When I teach, I come to class prepared. In fact, I sometimes come to class with a Plan A, Plan B and an Emergency Back-Up Plan. I think this stems from the days when I didn’t exactly know what I was doing. Case in point: Many years ago, when I was just starting out, students were completing their last day of oral presentations. One girl was standing up before the class doing her thing and a small group of boys were being – well, let’s just say, a little bit disruptive. Nothing major. They just weren’t really interested in the symbolism that she had found so riveting in Ordinary People.

I tried to get the attention of one of the boys. No luck. I tried to make eye contact with another. Nothin’. Finally, I took my pen – a Precise V5 extra fine tip pen in hand and attempted to throw it so that it would hit the main offender: Let’s call him Hugo. It should be noted here – and you can’t make this stuff up – that Hugo just so happened to have one good eye, having lost the other eye several years earlier although I never found out the circumstances surrounding how it had happened. Anyway, I tried to aim for Hugo’s leg – to get his attention without disrupting the entire class. I figured he’d feel the pen tap his leg, look at me, I’d give him “the death eye” and he’d stop screwing around. It seemed foolproof.

I don’t know how it happened because I usually have pretty good aim, but anyone who was in the class that day would vouch for the fact that the pen did not hit Hugo on the leg. That pen had a mind of its own and fueled by green ink, it launched itself upwards right into Hugo’s face just below (or maybe above?) his good eye.

Hugo stood up before the entire class holding his face, “What the hell are you are doing?” he shouted (and with good reason). “You could have blinded me?” And with that, Hugo announced that he was going to the nurse, the principal and, then, he was going to call his mother.

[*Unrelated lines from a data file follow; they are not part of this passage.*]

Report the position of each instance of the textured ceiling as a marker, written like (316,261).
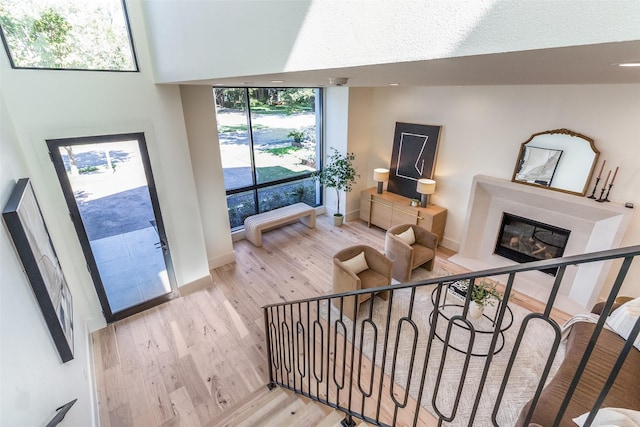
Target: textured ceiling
(591,64)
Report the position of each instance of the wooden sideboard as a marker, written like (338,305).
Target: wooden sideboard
(388,209)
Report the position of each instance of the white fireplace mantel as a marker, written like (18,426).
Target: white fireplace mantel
(594,227)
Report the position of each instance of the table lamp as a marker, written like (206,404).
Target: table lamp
(380,175)
(425,187)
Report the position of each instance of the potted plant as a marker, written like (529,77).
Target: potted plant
(340,174)
(483,294)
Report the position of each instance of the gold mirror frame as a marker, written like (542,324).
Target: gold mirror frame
(569,171)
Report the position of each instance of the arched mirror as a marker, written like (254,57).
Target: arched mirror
(559,159)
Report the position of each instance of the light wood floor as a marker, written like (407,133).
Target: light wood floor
(187,361)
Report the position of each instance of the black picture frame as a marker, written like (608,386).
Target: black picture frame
(25,224)
(415,148)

I had done precisely what I had set out not to do. I had disrupted the class completely. At the time, I pretty sure that I was going to be fired. After apologizing to the student presenter for creating such a commotion, class ended, and I hustled up to the Upper School principal to whom I confessed all my terrible, unforgivable sins. She clucked her tongue at me, told me to call Hugo’s mother, and explain what had happened. Thank goodness, Hugo’s mother was wonderful, supportive, understanding – and even joked that sometimes she wanted to poke out Hugo’s good eye. Later, I also apologized to Hugo who  apologized to me for being disruptive and disrespectful.

I have often thought about my experience with Hugo. As a new teacher, I was trying to figure things out. After throwing a pen at my wonderful student, I learned many things: First and foremost, I learned to never throw anything at anyone in-class ever again.  But I learned a lot of other things, too. Over time, I discovered more creative methods to communicate with students about their behavior without making the class come to a grinding halt.  I learned a great deal about respect that day and how quick-actions can lead to terrible consequences. I learned that sometimes teachers need to apologize to their students because sometimes teachers are the biggest twits of all. We learn from experience.

Oh, and I didn’t  get fired.

What’s a not-so-great thing you did on the job that turned into a huge learning moment?